The shell script at a glance

ROUNDS=3
for round in $(seq 1 $ROUNDS); do
    # Phase 1: Student creates or improves materials
    (cd "$WORK_DIR" && claude \
        --allowedTools Read,Bash,Python,WebSearch,WebFetch,Write \
        -p "$STUDENT_PROMPT")

    # Phase 2: Teacher reviews and writes feedback
    (cd "$WORK_DIR" && claude \
        --allowedTools Read,Bash,Python,WebSearch,WebFetch,Write \
        -p "$TEACHER_PROMPT")
done

The real script adds resume support, progress tracking, verification gates, and git commits after each phase. Full script on GitHub.

Role design

The two agents are defined entirely through their prompts. No code difference — just different system instructions.

Student prompt specifies:

Exact deliverables (LaTeX slides with named sections, Python scripts with specific figure outputs, MRI demo with from-scratch CG)
Target audience (undergraduates with basic linear algebra)
Format constraints (\begin{align*}, \includegraphics, if __name__ == "__main__")
In rounds 2–3: path to the Teacher’s feedback file and instruction to address every point

Teacher prompt specifies:

All files to review (slides, illustration code, MRI demo, figures, LaTeX compilation)
Seven review criteria (technical accuracy, pedagogical clarity, visual quality, code quality, LaTeX quality, completeness, MRI application)
Structured output format with severity levels (Critical / Important / Minor)
A hard requirement to use the Write tool to save feedback/round-N.md

What I learned

1. Files are the universal interface. Two CLI invocations share no state. The only way to pass information is through files on disk. This turns out to be a feature: the feedback files create a natural audit trail, and crash recovery is trivial — just read the progress file and resume.

2. Agents sometimes talk instead of write. The Teacher occasionally outputs its review as chat text rather than calling the Write tool. The fix is a fallback: capture stdout, strip ANSI codes, save it as the feedback file. If both Write and stdout are empty, exit with an error rather than silently advancing.

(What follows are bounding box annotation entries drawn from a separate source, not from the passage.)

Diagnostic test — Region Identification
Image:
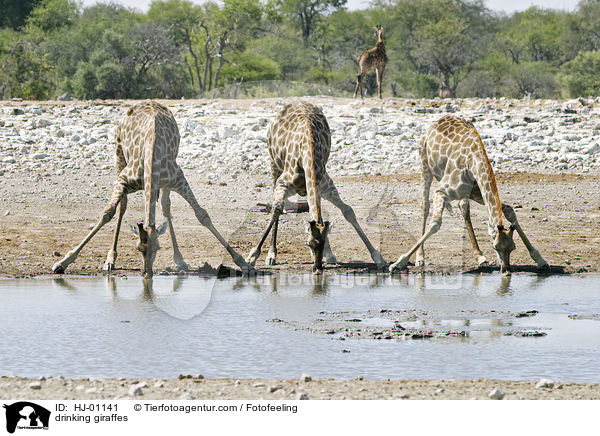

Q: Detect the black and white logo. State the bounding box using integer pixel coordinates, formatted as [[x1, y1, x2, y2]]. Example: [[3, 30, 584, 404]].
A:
[[4, 401, 50, 433]]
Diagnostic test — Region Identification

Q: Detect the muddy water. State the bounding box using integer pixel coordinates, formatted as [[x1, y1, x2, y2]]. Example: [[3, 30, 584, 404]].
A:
[[0, 274, 600, 382]]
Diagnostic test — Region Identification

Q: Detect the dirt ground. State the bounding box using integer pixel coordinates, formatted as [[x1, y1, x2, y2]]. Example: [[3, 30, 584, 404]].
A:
[[0, 376, 600, 400], [0, 168, 600, 277]]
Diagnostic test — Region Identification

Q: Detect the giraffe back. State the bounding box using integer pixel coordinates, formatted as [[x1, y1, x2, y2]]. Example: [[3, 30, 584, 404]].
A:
[[421, 115, 502, 223], [267, 101, 331, 195], [116, 101, 180, 183]]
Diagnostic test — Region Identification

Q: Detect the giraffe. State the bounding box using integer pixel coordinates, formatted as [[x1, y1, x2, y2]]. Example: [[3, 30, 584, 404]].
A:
[[354, 27, 387, 98], [390, 115, 549, 275], [52, 101, 248, 278], [246, 101, 387, 273]]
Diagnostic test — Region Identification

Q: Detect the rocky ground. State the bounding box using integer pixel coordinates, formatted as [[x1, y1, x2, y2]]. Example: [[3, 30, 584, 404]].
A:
[[0, 375, 600, 401], [0, 98, 600, 277], [0, 98, 600, 399]]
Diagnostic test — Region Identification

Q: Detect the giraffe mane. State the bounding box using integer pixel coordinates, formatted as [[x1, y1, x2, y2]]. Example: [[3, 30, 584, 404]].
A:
[[306, 117, 323, 224], [473, 128, 503, 226]]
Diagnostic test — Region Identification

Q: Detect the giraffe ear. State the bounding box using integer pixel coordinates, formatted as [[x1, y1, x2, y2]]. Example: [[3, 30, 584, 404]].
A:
[[156, 221, 169, 236]]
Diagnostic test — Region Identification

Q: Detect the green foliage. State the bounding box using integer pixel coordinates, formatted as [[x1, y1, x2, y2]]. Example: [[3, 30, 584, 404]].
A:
[[559, 51, 600, 97], [222, 52, 281, 83], [0, 0, 39, 30], [0, 0, 600, 99]]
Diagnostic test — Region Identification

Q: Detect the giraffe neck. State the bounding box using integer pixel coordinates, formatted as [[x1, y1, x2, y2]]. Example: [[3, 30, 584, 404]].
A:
[[305, 119, 323, 224], [473, 132, 504, 237]]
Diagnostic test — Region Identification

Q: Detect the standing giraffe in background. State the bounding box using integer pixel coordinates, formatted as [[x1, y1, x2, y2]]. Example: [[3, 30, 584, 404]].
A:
[[52, 101, 248, 277], [390, 115, 549, 274], [246, 102, 387, 273], [354, 27, 387, 98]]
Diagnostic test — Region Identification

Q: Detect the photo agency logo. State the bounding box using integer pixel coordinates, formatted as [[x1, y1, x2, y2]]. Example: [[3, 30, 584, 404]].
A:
[[4, 401, 50, 433], [215, 184, 468, 293]]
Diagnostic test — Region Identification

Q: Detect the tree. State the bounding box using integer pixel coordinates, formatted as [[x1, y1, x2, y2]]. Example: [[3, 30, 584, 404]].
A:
[[393, 0, 493, 97], [27, 0, 79, 35], [148, 0, 205, 94], [501, 6, 569, 65], [559, 51, 600, 97], [0, 0, 40, 30], [274, 0, 347, 47]]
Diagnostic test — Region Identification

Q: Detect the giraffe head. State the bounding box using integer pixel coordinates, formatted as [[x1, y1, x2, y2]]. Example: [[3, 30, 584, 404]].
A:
[[306, 221, 329, 274], [494, 224, 515, 275], [132, 222, 167, 278]]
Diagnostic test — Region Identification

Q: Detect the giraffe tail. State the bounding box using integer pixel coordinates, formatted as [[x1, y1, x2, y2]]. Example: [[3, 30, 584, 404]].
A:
[[144, 119, 161, 227], [303, 119, 323, 224]]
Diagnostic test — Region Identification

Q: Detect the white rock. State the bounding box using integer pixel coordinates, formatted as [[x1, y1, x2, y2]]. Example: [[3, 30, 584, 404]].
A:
[[300, 374, 312, 382], [535, 378, 554, 389], [128, 385, 144, 397], [488, 388, 504, 400]]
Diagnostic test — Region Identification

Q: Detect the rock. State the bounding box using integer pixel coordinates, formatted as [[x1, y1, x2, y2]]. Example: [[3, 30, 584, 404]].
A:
[[535, 378, 554, 389], [583, 143, 600, 154], [488, 388, 504, 400], [128, 385, 144, 397]]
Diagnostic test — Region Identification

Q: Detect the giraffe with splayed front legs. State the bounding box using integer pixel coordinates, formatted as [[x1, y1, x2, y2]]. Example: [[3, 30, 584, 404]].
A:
[[390, 115, 549, 274], [246, 102, 387, 273], [52, 101, 249, 277], [354, 27, 388, 98]]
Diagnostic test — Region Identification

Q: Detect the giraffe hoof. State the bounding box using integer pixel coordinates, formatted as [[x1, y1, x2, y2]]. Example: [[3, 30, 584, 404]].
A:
[[325, 256, 337, 265], [390, 257, 408, 274], [177, 262, 190, 272], [265, 256, 277, 266], [477, 256, 490, 266]]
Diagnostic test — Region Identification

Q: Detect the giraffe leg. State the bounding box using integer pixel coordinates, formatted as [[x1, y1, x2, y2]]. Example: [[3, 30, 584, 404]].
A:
[[375, 68, 383, 98], [104, 195, 127, 272], [171, 167, 252, 272], [390, 191, 449, 273], [323, 235, 337, 265], [246, 179, 291, 265], [160, 189, 188, 271], [321, 174, 387, 268], [458, 198, 488, 266], [52, 178, 127, 274], [415, 164, 433, 266], [354, 74, 362, 98], [502, 204, 550, 270], [265, 215, 279, 265]]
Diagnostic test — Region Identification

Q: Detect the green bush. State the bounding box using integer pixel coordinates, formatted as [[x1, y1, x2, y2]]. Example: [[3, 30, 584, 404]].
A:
[[559, 51, 600, 97]]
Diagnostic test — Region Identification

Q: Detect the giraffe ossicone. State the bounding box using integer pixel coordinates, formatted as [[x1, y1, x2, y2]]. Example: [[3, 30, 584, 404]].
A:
[[390, 115, 549, 274], [246, 101, 387, 273], [52, 101, 251, 277]]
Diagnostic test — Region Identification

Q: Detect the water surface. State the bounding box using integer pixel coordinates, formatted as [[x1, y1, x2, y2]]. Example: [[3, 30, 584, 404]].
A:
[[0, 274, 600, 382]]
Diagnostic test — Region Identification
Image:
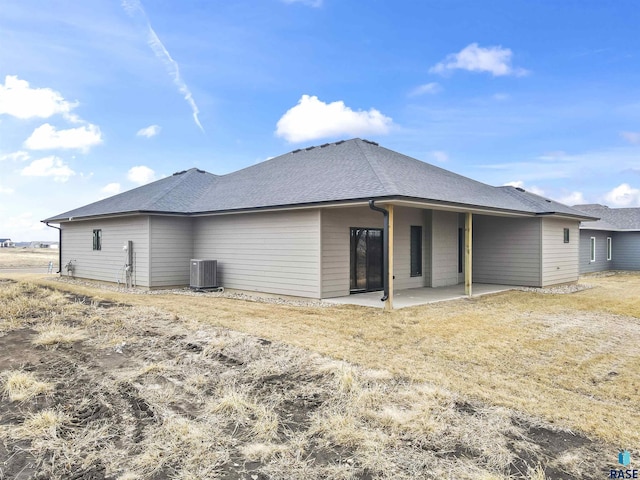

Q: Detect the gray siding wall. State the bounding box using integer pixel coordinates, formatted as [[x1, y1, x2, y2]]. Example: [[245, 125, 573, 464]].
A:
[[193, 210, 318, 298], [542, 218, 580, 287], [149, 216, 193, 287], [612, 232, 640, 270], [431, 210, 458, 287], [472, 215, 542, 286], [60, 216, 149, 287], [321, 207, 384, 298], [580, 230, 618, 273]]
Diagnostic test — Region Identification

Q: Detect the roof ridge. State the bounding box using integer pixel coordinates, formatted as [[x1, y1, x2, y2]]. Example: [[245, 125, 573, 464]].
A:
[[351, 138, 396, 193], [147, 167, 213, 207]]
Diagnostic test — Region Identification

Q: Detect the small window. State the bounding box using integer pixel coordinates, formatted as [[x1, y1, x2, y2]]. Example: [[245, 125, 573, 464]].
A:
[[93, 228, 102, 250], [411, 225, 422, 277]]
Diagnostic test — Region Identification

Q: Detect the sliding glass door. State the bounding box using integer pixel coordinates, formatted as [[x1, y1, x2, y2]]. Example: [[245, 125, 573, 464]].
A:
[[351, 227, 384, 293]]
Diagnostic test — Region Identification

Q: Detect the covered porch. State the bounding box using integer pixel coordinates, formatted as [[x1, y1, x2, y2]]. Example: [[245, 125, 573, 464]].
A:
[[324, 283, 514, 309]]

3. CWD matters. Early runs had feedback files landing in the script’s working directory instead of $WORK_DIR/feedback/. Wrapping each claude call with (cd "$WORK_DIR" && claude ...) fixed this. Absolute paths in prompts (for the feedback file path) add a second layer of safety.

4. Three rounds is about right. One round catches the big problems (undefined LaTeX commands, crashing scripts). Two rounds refines the pedagogy (wrong figure on wrong slide, missing definitions). Three rounds polishes the details (overfull boxes, CLI flags, edge-case comments). A fourth round would probably hit diminishing returns.

Results

This is the first round. The illustration generated by Tikz is a bit off.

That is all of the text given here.